The first morning at the cottage, Monty launches into a hilarious little speech over breakfast: “The older order changeth, giving way to the new, and God fulfills himself in many ways, and soon, I suppose, I shall be swept away by some vulgar little tumor. My boys, we are at the end of an age. We live in a land of weather forecasts and breakfasts that set in. Shat on by Tories, shoveled up by Labour. Now which of you is going to be a splendid fellow and go down to the Rolls for the rest of the wine?”

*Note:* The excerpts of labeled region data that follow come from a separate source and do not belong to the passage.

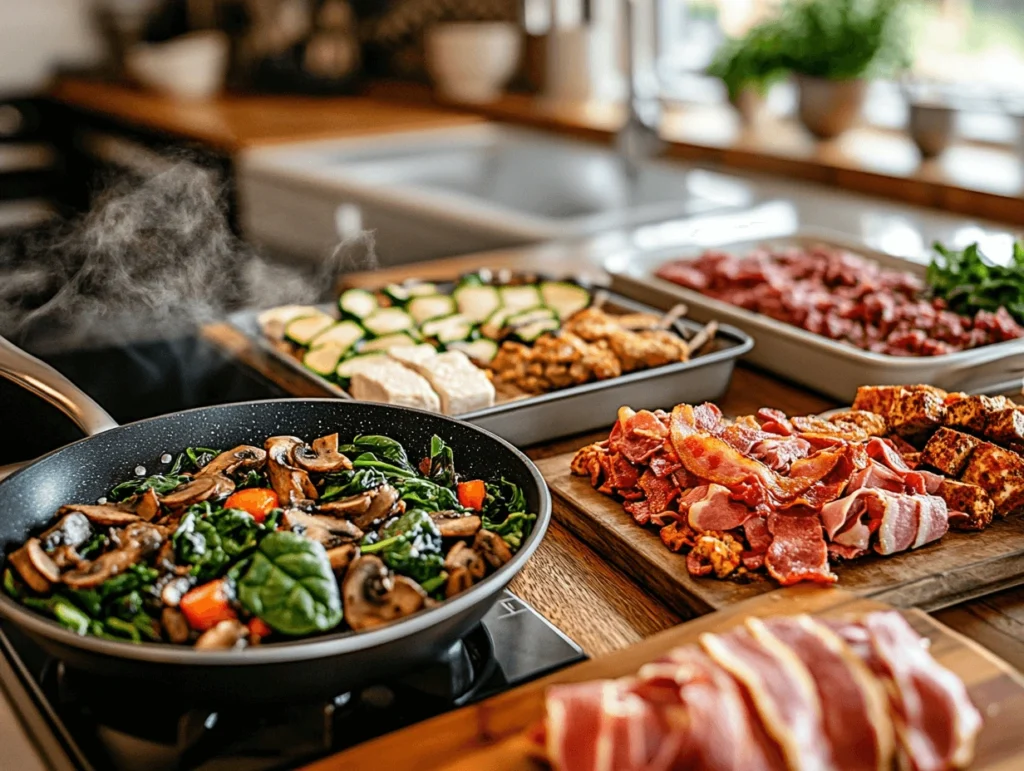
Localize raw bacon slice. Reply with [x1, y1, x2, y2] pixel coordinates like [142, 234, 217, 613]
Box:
[765, 512, 838, 587]
[746, 615, 895, 771]
[700, 629, 837, 771]
[829, 610, 981, 771]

The original end of the film had Withnail, after delivering his Hamlet soliloquy to the animals in the park zoo, return to the squalid flat (from where he was about to be evicted) take up Monty’s shotgun, which he had stolen from the cottage, and use it to blow his brains out, Papa Hemingway style. The producer, who had many disagreements with the first-time director-writer, felt that this was too depressing and so it wasn’t filmed as written. Had it featured it would certainly be a kick-in-the-balls to the audience. It absolutely would have painted it black. Why does the film, which I have made sound so depressing, remain so popular after more than 30 years?  It still achieves a kind of transcendence in its gloom.  A sublime character study, it provides an staggering number of unforgettable quotes & is uncompromisingly, sincerely, itself.  It is not a lesson & never a lecture, funny, unforgettably acted & warmly recommended to the Puffins assembled.